After her first husband is murdered, Queen Salome marries the ruthless Alexander Janneus in order to remain queen. However, her decision to do so ends in thousands of lives being lost, as Janneus ridicules tradition and runs off to war. Janneus’ disregard for tradition costs him the love of his people, but still Salome protects him, hoping against all hope that the man she has seen glimpses of will rule over the tyrant that her people see. Caught in a web of tyranny, political factions and personal demons, Salome fights to keep her fragile nation together.

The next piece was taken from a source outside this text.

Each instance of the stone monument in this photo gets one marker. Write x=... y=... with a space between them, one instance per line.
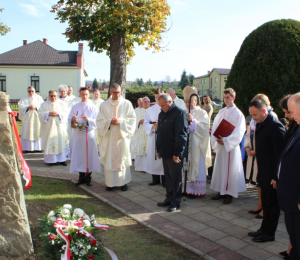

While the story seemed to lack some of the drama that I initially expected, the dynamic character relationships, the action and Salome’s inner thoughts still pulled me into this ancient world. Despite her various flaws, I found myself invested in the queen’s triumph. Although I could doubt her ability to be a good mother as well as her ability to make solid judgments when her mind was clouded with her love for her husband, I could never fathom the possibility that she didn’t love her people. In the end, her love of her people forced her to make some of the hardest decisions a woman could ever make.
Queen Salome: ruler, wife, mother, friend; Salomes struggles to fulfill all of these roles. Her failure at some made her story all the more poignant because in her flaws, it is clear that while she is a ruler, she is also human. Using historical facts mixed with imagination, Petsonk gives this long-ago queen a voice that transcends time, gender and location.